FAIRFIELD COUNTY, Conn. — Leave your hoverboard at home: That was the message from Metro-North as it announced a ban Thursday on hoverboards on its trains and at its stations.
Calling the hoverboards a fire risk, the Metropolitan Transportation Agency has banned possession of them aboard trains and buses as well as at stations of Metro-North. The ban extends to the New York City Subways, New York City Buses, Long Island Rail Road and Staten Island Railway and Access-A-Ride.
The MTA is promoting the ban through a new advertising campaign with the “bubble people,” with the headline: Hoverboards Not Allowed.
The MTA’s safety rules have long prohibited the use of personal wheeled vehicles, such as skateboards, skates or scooters, in train stations. The rules also prohibit customers from possessing hazardous or flammable materials, and the lithium-ion batteries used to power hoverboards pose a risk of fire.
Hoverboards are regulated by the U.S. Pipeline and Hazardous Material Safety Administration. The administration recently issued an alert “under certain conditions, lithium batteries can pose a heat, fire, and explosion risk,” and found that 80 percent of hoverboards in a study did not have proper certification of battery testing.

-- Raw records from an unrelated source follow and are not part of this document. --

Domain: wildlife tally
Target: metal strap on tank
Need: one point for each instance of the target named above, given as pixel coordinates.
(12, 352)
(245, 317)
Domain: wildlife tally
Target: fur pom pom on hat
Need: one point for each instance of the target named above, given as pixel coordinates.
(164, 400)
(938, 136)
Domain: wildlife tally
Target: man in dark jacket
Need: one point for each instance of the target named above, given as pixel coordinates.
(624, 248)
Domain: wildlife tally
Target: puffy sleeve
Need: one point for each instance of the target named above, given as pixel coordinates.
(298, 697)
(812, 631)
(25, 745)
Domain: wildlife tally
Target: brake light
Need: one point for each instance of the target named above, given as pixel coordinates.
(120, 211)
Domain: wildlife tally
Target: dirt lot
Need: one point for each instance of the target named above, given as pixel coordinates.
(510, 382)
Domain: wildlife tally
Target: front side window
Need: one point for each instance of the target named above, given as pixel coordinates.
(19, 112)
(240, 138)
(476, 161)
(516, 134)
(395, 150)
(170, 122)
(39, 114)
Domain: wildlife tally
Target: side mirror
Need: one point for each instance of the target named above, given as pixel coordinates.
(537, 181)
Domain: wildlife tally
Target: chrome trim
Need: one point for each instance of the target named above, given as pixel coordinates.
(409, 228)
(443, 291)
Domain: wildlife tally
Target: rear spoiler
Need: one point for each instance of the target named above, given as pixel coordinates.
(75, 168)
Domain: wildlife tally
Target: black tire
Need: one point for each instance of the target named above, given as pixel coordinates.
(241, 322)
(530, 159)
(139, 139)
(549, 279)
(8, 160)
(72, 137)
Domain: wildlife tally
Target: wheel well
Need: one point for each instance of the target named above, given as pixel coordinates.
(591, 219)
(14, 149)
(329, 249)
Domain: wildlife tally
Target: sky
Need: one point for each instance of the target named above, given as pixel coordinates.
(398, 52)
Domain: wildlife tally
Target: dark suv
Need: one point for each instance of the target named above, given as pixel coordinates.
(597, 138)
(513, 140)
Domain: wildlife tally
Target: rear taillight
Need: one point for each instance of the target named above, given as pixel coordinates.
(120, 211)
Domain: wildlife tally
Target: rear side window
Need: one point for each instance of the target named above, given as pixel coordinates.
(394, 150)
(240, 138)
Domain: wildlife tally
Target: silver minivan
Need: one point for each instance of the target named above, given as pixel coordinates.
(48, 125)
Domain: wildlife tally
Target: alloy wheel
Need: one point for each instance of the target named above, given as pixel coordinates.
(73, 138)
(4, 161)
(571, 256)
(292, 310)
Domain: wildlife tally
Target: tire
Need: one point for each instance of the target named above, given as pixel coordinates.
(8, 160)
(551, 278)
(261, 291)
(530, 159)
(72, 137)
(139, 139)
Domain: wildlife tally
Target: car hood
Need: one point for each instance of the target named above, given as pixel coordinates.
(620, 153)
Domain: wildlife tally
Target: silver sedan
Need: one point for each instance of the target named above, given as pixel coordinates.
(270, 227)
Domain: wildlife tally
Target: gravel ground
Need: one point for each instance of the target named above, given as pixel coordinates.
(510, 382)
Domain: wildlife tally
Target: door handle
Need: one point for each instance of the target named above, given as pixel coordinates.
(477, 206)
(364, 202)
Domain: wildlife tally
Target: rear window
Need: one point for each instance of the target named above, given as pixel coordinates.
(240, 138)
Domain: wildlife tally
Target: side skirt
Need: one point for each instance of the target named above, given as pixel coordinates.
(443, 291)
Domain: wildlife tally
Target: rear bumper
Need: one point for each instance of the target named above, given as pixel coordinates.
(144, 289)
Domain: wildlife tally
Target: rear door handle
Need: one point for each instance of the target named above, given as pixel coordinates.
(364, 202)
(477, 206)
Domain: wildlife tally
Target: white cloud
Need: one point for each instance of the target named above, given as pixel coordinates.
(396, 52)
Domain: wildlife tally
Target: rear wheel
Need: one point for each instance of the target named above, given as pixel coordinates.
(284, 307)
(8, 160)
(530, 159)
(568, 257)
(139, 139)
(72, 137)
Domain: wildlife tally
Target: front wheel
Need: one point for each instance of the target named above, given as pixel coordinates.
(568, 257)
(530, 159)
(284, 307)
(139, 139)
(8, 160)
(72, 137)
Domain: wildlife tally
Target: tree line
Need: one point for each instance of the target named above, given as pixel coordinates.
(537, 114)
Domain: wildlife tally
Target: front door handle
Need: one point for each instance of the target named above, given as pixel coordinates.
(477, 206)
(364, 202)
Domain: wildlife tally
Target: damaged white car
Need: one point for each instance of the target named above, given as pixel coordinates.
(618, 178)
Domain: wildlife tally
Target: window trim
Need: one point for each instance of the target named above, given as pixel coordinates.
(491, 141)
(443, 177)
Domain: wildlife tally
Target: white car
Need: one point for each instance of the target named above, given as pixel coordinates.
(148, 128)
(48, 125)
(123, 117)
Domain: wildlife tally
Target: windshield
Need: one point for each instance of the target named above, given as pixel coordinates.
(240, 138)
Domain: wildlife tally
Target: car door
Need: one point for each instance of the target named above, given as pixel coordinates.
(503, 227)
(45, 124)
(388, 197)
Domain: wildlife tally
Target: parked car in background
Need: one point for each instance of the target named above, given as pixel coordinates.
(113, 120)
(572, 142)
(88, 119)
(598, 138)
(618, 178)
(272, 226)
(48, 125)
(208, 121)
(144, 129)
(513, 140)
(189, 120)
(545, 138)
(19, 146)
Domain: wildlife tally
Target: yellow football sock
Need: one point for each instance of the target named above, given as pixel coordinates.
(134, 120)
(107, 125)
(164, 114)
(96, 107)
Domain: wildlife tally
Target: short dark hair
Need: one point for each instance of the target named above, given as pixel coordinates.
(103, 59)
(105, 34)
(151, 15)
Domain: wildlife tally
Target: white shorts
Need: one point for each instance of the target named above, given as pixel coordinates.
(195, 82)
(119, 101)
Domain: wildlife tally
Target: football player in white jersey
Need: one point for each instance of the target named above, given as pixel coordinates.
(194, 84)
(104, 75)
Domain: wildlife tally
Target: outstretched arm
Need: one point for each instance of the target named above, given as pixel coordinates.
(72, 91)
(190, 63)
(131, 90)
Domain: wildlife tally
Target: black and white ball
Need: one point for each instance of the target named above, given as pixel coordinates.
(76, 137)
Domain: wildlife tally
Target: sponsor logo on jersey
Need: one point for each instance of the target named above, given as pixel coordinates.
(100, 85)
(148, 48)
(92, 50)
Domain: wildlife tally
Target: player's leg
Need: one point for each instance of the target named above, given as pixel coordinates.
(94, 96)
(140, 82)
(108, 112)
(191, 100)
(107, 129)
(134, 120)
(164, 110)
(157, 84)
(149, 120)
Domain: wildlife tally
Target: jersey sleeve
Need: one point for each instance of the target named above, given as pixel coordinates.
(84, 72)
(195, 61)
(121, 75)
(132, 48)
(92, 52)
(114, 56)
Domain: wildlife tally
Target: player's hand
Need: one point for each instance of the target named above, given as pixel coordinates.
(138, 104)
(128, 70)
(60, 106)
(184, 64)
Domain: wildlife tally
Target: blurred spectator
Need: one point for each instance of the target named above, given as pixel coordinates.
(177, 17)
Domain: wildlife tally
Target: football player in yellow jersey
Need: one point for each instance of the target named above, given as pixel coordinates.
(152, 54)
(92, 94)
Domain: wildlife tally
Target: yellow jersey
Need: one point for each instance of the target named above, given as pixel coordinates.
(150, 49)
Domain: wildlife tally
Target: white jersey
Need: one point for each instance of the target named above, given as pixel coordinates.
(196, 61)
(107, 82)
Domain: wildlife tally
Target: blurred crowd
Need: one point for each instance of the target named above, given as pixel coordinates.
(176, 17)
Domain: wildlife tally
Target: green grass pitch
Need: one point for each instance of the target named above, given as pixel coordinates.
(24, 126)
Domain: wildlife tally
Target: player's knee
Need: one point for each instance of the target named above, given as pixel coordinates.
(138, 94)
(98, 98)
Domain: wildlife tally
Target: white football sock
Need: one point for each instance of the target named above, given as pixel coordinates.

“The safety of our customers and employees is always our top concern,” said MTA Chief Safety Officer David Mayer. “For obvious reasons, it is not safe to use hoverboards, skateboards or other personal wheeled vehicles on station platforms. We’re equally concerned about the safety risk of bringing devices that pose fire hazards into the confined spaces inside trains and buses.”
The prohibition on hoverboards will be enforced by the MTA Police Department on Metro-North, the LIRR, and Staten Island Railway, and by the New York City Police Department on New York City’s subways and buses.
Hoverboards have been banned by Amtrak, many American regional railroads including Chicago’s Metra and Los Angeles’ Metrolink, and most U.S. airlines.